During World War II, undergoing a Army Air Forces Flight Instructor Training Course, Harold gave piano lessons to fellow soldiers and one of the hospital surgeons on the base asked him if he also could do something to rehabilitate wounded soldiers. He soon realized that there was a need for an instrument that also could be played in bed. After finding tubes of aluminium in the wings of wrecks from bomber B-17 that sounded good, Harold assembled a 2 1/2 octave acoustic intrument ” The Xylette” and wrote the Air Corps Manual No. 29, so everyone interested could build their own.
Used at all the Air Force hospitals, his method became very popular and widely used. Some sources say that over 150.000 soldiers learned how to play the piano thus. After the war Harold was awarded the Medal of Honor for the War Department’s highest civilian honor, a Commemoration of Exceptional Civilian Service, for “the development of a patient participation musical therapy program.” He filed for U.S. patent No. 2469667 in June of 1945.
The Rhodes Pre-Piano 1946-48
After WWII Harold was hot stuff at the musicfairs. Everyone was into electrifying instruments and the new markets this opened up. The Rhodes Pre-Piano, was launched at NAMM 1946. This is Harolds first “electric” instrument, with built-in tube amp and speakers. Made for a class-room situation it has a stand which is a combined bench and a 38-note range keyboard. After a few years of frustrating problems with the quality of manufacturing Harold discontinued the Pre-Piano idea and shut his company down and got into farming instead.
The sound producing idea is said to have been copied in the Wurlitzer electric pianos that came out ten years later, and the patent that went with it was filed by Ben Meissner. He was the same guy who completely dissed Harolds later patent for the “tuning-fork”-idea that all Rhodes pianos are using.
The FenderRhodes Piano Bass 1959 - 1975
The Fender Rhodes Piano Bass came out as the product of Harold Rhodes and Leo Fender doing a joint venture in the late fifties. The 32-note keyboard is the lowest two and a half octaves of a full 73-note Rhodes.
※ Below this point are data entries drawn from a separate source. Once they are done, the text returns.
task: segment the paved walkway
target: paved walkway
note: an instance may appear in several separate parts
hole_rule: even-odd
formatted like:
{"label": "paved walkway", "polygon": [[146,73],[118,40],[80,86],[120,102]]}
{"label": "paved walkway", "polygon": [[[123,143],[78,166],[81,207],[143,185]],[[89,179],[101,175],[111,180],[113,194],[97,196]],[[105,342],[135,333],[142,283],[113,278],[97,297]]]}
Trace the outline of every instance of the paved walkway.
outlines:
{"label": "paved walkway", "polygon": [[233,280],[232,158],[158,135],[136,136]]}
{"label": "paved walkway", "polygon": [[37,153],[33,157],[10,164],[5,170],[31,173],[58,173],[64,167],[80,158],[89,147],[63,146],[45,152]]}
The Piano Bass was designed since Leo Fender didn’t like the sound of the upper octaves of the piano that Harold wanted to manufacture. The hand-made prototype “X-38″ is first shown at a fair in Las Vegas in 1960, but the first time the Piano Bass shows up in the Fender program isn’t until the 1962 - 1963 catalogue.
“Musicians have found that by adding the Piano Bass to their instrumental group they have achieved the complete and finished sound that is important to every musical organization.”
This was the only model Mr. Fender allowed Harold to produce, even though there’s a whole “family” of Fender Rhodes models in the 1963 - 1964 Fender catalogue, and Harold already had protoytypes for an 88-note instrument. The Piano Bass was meant to be placed on top of another keyboard to be played with your left hand. A stand was also provided. Ray Manzarek of the Doors made this instrument famous.
FenderRhodes Celeste 1966 - 1968
The Fender Rhodes Celeste is the most obscure model of all the different Rhodes pianos. It could be seen in the early 1963 - 1964 Fender catalogue (37-key verision), but was not officially launched until 1968. It was produced for a short period and there seems to be a few different types of Celestes with different range and also even a “Suitcase”-49-key verision.
Basically it could probably be argued that the idea to put out a mini-model without the low and high octaves resurfaced when Rhodes took the idea up again with the Rhodes 54 model in 1980.